New Jersey citizens should not have to deal with unfair or illegal debt collection practices from major banks and creditors. A bankruptcy judge recently handed down a verdict that essentially told Bank of America to be more mindful of those consumers who file a debtor's discharge.
Normally, a debtor's discharge is issued during the course of a personal bankruptcy. The judge recently fined Bank of America $12,500 for legal fees and emotional distress, which a consumer incurred because Bank of America failed to adhere to the rules regarding a debtor's discharge when they called him 38 times after the bank was legally prohibited from doing so.
This case and subsequent fine originated after Bank of America was served with a debtor's discharge, which is a legal injunction that prohibits debt holders and collection agencies from corresponding with their debtors through phone calls, letters or other means.

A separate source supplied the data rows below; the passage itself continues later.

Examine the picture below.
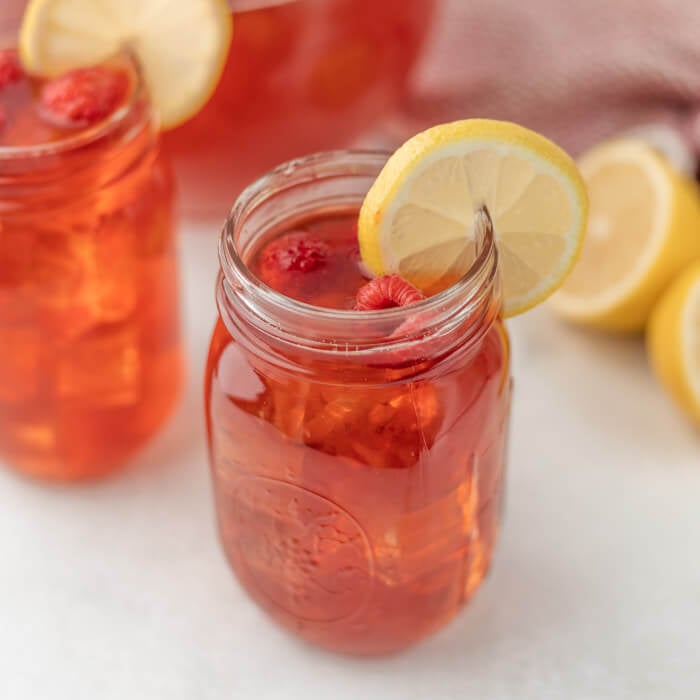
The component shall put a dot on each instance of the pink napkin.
(576, 71)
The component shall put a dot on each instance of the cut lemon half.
(418, 219)
(181, 46)
(643, 228)
(673, 340)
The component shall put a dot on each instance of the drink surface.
(301, 76)
(89, 337)
(359, 509)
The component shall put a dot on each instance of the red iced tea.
(90, 357)
(301, 75)
(358, 457)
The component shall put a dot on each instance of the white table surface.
(119, 589)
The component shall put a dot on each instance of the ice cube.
(102, 367)
(20, 358)
(113, 285)
(84, 276)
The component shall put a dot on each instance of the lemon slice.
(418, 218)
(673, 340)
(643, 228)
(181, 46)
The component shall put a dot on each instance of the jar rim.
(242, 287)
(89, 135)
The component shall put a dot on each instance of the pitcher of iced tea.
(301, 75)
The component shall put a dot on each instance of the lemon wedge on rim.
(181, 46)
(418, 219)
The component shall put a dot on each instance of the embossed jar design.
(358, 495)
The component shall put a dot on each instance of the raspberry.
(10, 68)
(386, 292)
(298, 252)
(84, 96)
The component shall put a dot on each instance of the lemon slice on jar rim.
(181, 46)
(419, 218)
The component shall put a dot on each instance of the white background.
(119, 589)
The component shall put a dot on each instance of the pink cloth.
(576, 71)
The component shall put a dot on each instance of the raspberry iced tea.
(301, 75)
(90, 356)
(357, 430)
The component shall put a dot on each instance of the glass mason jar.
(90, 353)
(301, 75)
(358, 473)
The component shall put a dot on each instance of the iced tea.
(358, 457)
(90, 357)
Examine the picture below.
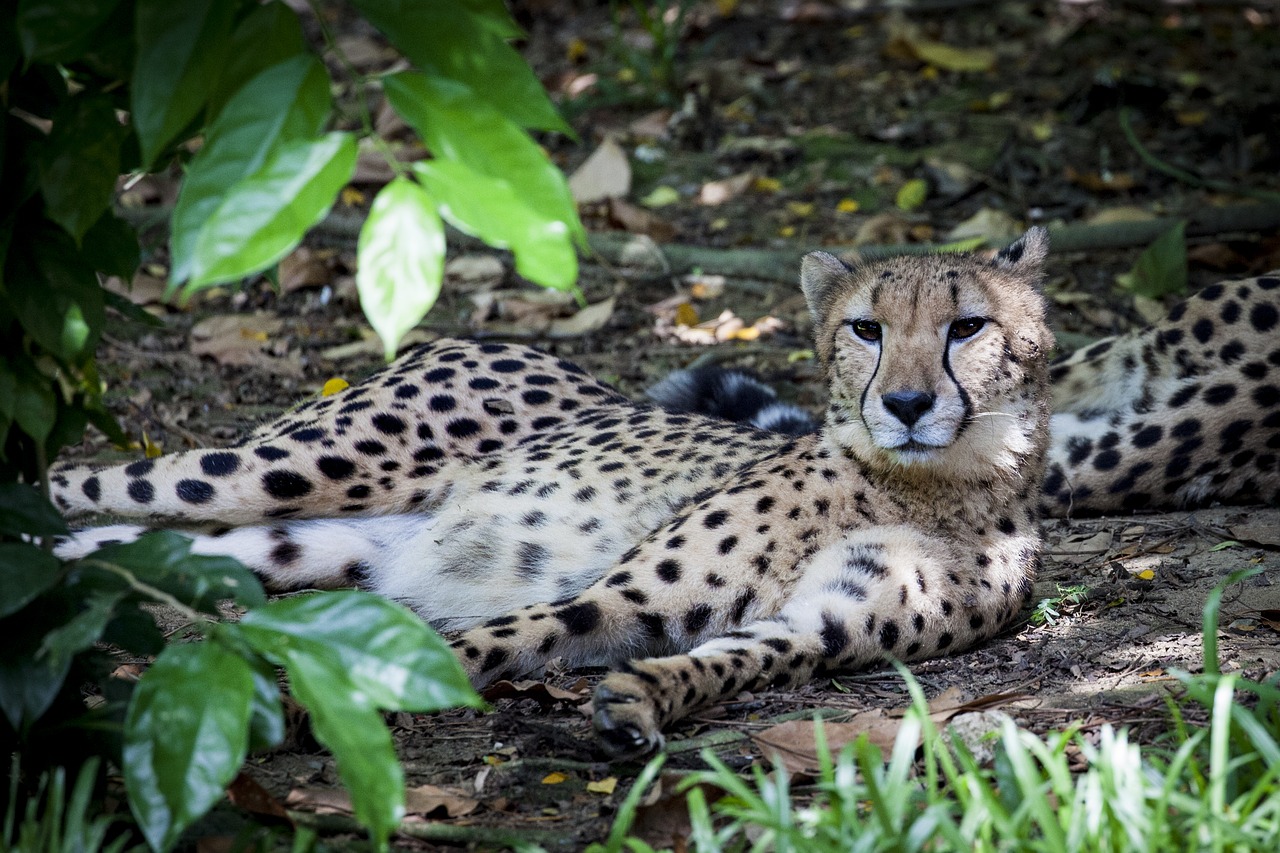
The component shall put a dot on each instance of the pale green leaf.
(401, 255)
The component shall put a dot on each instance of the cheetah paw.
(625, 717)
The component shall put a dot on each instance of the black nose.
(908, 405)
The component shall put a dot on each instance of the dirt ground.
(831, 112)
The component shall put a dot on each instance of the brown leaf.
(604, 174)
(717, 192)
(304, 268)
(246, 793)
(639, 220)
(245, 341)
(796, 748)
(426, 799)
(540, 692)
(320, 801)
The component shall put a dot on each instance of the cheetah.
(508, 497)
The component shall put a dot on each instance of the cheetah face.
(936, 364)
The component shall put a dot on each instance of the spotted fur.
(503, 493)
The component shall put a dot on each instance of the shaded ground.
(831, 113)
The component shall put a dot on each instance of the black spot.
(220, 464)
(1203, 329)
(462, 428)
(696, 617)
(388, 424)
(1264, 316)
(888, 634)
(494, 658)
(580, 619)
(336, 468)
(141, 491)
(283, 484)
(193, 491)
(835, 638)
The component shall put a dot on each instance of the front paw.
(626, 716)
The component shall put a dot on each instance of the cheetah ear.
(819, 273)
(1027, 254)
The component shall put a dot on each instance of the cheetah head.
(936, 364)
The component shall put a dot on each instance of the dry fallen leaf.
(604, 174)
(243, 341)
(426, 799)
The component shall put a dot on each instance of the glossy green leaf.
(54, 293)
(268, 35)
(82, 630)
(110, 246)
(186, 735)
(266, 712)
(387, 652)
(264, 217)
(490, 209)
(80, 163)
(287, 101)
(1161, 268)
(466, 42)
(181, 49)
(53, 32)
(28, 684)
(353, 730)
(163, 559)
(401, 255)
(23, 510)
(456, 126)
(24, 573)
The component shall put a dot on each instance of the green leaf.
(287, 101)
(401, 255)
(456, 126)
(494, 211)
(467, 45)
(186, 735)
(24, 573)
(23, 510)
(163, 559)
(268, 35)
(112, 247)
(387, 652)
(56, 32)
(1161, 269)
(352, 729)
(266, 714)
(264, 217)
(82, 630)
(54, 293)
(182, 46)
(81, 162)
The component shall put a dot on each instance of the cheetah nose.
(908, 406)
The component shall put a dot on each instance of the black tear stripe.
(964, 395)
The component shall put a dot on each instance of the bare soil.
(832, 105)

While the court's fine sends a message to creditors and debt collectors, Bank of America's $2 billion dollar profit for the last quarter of 2011 will easily absorb this fine. Unfortunately, there are multiple reports that banking institution has routinely ignored these injunctions in the past and may do so in the future.
This bankruptcy court ruling aids all state and nationwide consumers attempting to reorganize their finances, especially those going through a personal bankruptcy. However, it hardly guarantees that it will stop creditors and debt collectors from trying to take whatever means necessary to collect their debt, even if it means using unfair tactics. Those New Jersey residents who are victimized by these types of illegal activities may benefit from understanding the law, particularly under the terms of the Fair Debt Collection Practices Act, and taking appropriate action to prevent abuse from overzealous creditors.